Clarke might have hated Abby.

But so did all of her mates.

They hated Kane, and Kane's two children, Bellamy and Octavia, too.

It would be all the more satisfying when they killed all of the people in this house, outside of Clarke.

Pepper typed in what she needed and said, "And sent," she nodded to the computer, closing it and getting up off of the log, "She should be getting the email, soon."

They heard Clarke gasp, and heard her typing away at her computer.

They then heard her get up from where she was seated.

Clarke likely was checking the time and location of where the rock band event was taking place.

They then heard her run to the other side of the room, likely getting everything ready.

Several of the vampires had smirks on their faces.

Good. Clarke would be leaving the house soon.

Then, when Clarke was there at the event, surrounded by witnesses, and she had spet at least two hours there, that was when they would act.

Clarke opened up the window to her room, and began to climb out of the window, with her things in tow.

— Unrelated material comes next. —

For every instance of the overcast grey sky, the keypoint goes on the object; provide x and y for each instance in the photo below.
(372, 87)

She climbed down the side of the house, and jumped at the last step, down and onto her feet on the ground, and walked around the house, down the road, in the direction of town, where the event was taking place.

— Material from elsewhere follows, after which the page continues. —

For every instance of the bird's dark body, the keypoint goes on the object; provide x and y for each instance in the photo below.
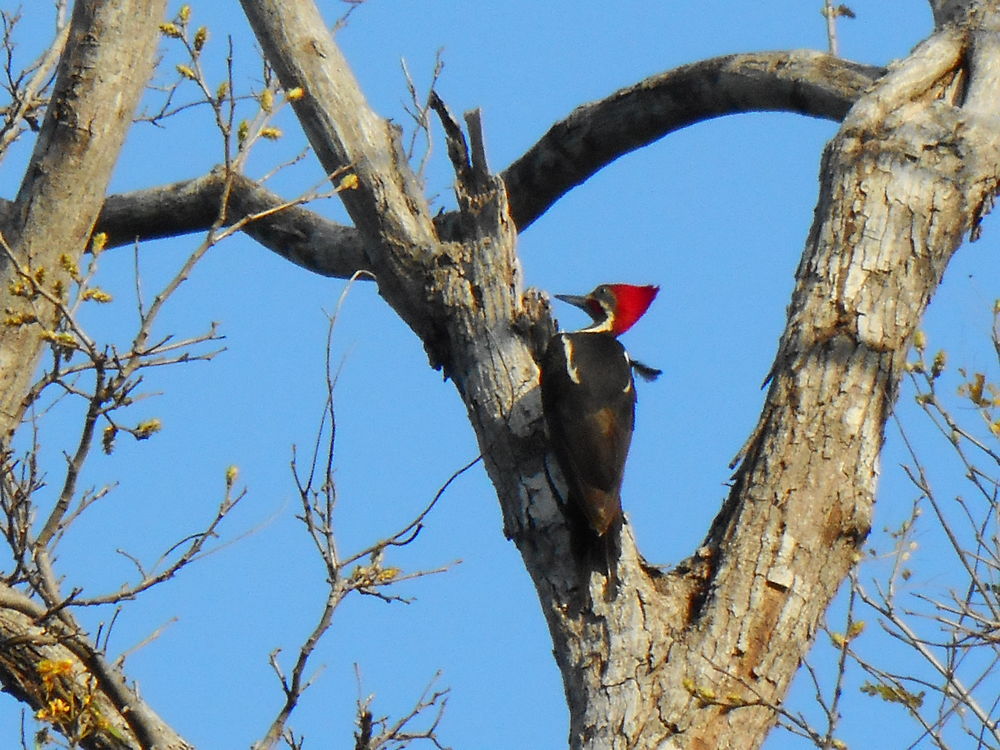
(588, 397)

The vampires watched as she descended down the dirt path, away from the house.

They all looked at each other, sharing a frightening grin, their teeth too sharp, their eyes glinting animalistically.

They had made sure to go behind trees, whenever Clarke looked out her window, or whenever she snuck outside when the rest of the household didn't want her to go out.

They knew that she occasionally saw them. But she likely had told herself that she was hallucinating.

They knew also that she wouldn't trust any therapist or psychiatrist. Abby, like everything else, had fucked up any chance of Clarke trusting people in that particular position.

They would wait. Two hours.

And when it was time, after that?

They would go into the house, tie the group of six up. They would kill both Charlotte and Harper quickly. They then would move on to Abby, Kane, Octavia and Bellamy, and then? The vampires who were Clarke's mates, would take their slow, agonizing, sweet time, torturing all four Abby Griffin, Marcus Kane, and Octavia and Bellamy Blake to death.